Is this bull crazy enough for you?
The finance blogosphere has been abuzz about the stock market lately, for obvious reasons. The market has been careening around wildly like the drunken bull that it is, and has caused even the most steadfast among us to become nervous. It has caused some of us to jump into action. Whether these moves were unplanned or not, this is a sign of the times. What’s happening to your investments today has no doubt planted some thoughts in your head such as:
So what camp do you belong to? I’m going to say that I’m in category #2 — I’m in the buying camp. I don’t particularly see an aging bull just yet and my money is on this being just a correction. But we’ll see.
Already, it appears that on the second week of August, the net outflow from mutual funds is pegged at around $13 billion, the most ever redeemed since the 9/11 attacks, when net redemption from funds stood at $16 billion. That comparison says quite a bit. As far as terminology goes, let’s remind ourselves for a moment about how the stock market is typically described:
We’re in a bear market if we’re down 20% from the peak.
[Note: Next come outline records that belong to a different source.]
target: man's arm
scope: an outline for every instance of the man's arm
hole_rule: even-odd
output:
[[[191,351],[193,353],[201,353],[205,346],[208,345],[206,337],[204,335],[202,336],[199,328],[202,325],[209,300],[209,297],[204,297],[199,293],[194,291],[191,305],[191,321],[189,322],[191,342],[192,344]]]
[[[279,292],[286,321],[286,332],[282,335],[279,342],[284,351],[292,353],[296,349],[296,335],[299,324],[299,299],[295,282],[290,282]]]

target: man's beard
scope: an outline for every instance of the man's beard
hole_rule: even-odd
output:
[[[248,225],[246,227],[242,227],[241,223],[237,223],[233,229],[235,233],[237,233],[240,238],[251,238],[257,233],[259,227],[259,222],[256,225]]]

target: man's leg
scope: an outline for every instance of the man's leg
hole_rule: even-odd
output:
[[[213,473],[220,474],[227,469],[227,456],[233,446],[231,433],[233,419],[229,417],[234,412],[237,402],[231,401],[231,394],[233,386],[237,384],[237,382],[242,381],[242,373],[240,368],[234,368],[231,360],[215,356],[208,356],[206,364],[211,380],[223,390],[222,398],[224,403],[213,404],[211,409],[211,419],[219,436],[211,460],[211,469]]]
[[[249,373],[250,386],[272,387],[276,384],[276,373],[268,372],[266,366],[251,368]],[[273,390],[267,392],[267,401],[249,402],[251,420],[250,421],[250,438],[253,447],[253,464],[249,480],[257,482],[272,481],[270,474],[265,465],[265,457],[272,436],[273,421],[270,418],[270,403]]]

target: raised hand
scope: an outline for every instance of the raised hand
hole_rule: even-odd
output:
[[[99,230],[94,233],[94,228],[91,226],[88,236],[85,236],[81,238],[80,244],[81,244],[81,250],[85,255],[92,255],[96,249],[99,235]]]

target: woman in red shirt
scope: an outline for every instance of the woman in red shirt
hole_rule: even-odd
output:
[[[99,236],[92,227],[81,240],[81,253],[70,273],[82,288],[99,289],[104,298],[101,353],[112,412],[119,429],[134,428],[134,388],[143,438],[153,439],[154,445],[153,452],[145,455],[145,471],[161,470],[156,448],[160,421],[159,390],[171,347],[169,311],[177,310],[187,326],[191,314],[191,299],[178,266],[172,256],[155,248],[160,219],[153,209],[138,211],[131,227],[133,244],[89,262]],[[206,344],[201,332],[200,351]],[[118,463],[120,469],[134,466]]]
We have a correction if we’re down between 10% to 20% from the peak.
We’re riding a bull if it’s up greater than 20% over the span of a year.
Technically speaking, we’ve touched 10% last week in the middle of a trading day so there’s some potential here for more pain in the coming days. From what I’ve seen in the past, as someone who’s lived through several corrections and two bear markets, these things take a while to wind themselves down. So a revisiting of the bottom is likely to occur, especially if bad news continues to permeate our economic and financial atmosphere, and the media insists on dwelling on the negative.
Let’s take a look at what is causing all these jitters and review why the market’s gone to the dogs for now.
Reasons for the Stock Market Gyrations
You may have heard of the basic reasons: it’s the sputtering housing market, the subprime lending mess, tightening credit, weak dollar, yada yada yada. You can also probably toss in the fact that at one point this year we were facing some record highs in the market plus the fact that we’ve been riding a mighty fine bull since March of 2003, making this bull market out to be a four year old. And if things aren’t going to be any different this time, then market cycles dictate we should be expecting this volatility right about now. The bull may not be that old, but it’s still vulnerable to cyclical shake-ups.
So what begun as some credit troubles affecting the housing sector has escalated into some sort of “financial contagion”.
“This is classic financial contagion,” said Russ Koesterich, a portfolio manager at Barclays Global Investors in San Francisco. “You’ve got people in multiple markets. Losses in one force them to capitulate in others.”
So far, as is typical of any correction or bear, the sell out is mostly due to the actions of institutional investors and big money managers (the so-called market makers) who delve in high-risk and complex investments. They bail out while regular investors like you and me stay put. I’m of the mind that it’s the sanity of the small investor that doesn’t make things worse than it already is.
I do, however, get nervous when I read bits like this:
Exotic financial products created from mortgages in the last decade or so are being tested for the first time in a market crisis, pushing investors into uncharted territory. No one knows the full extent of the losses caused by the failure of a mushrooming number of subprime mortgage borrowers to pay back their loans.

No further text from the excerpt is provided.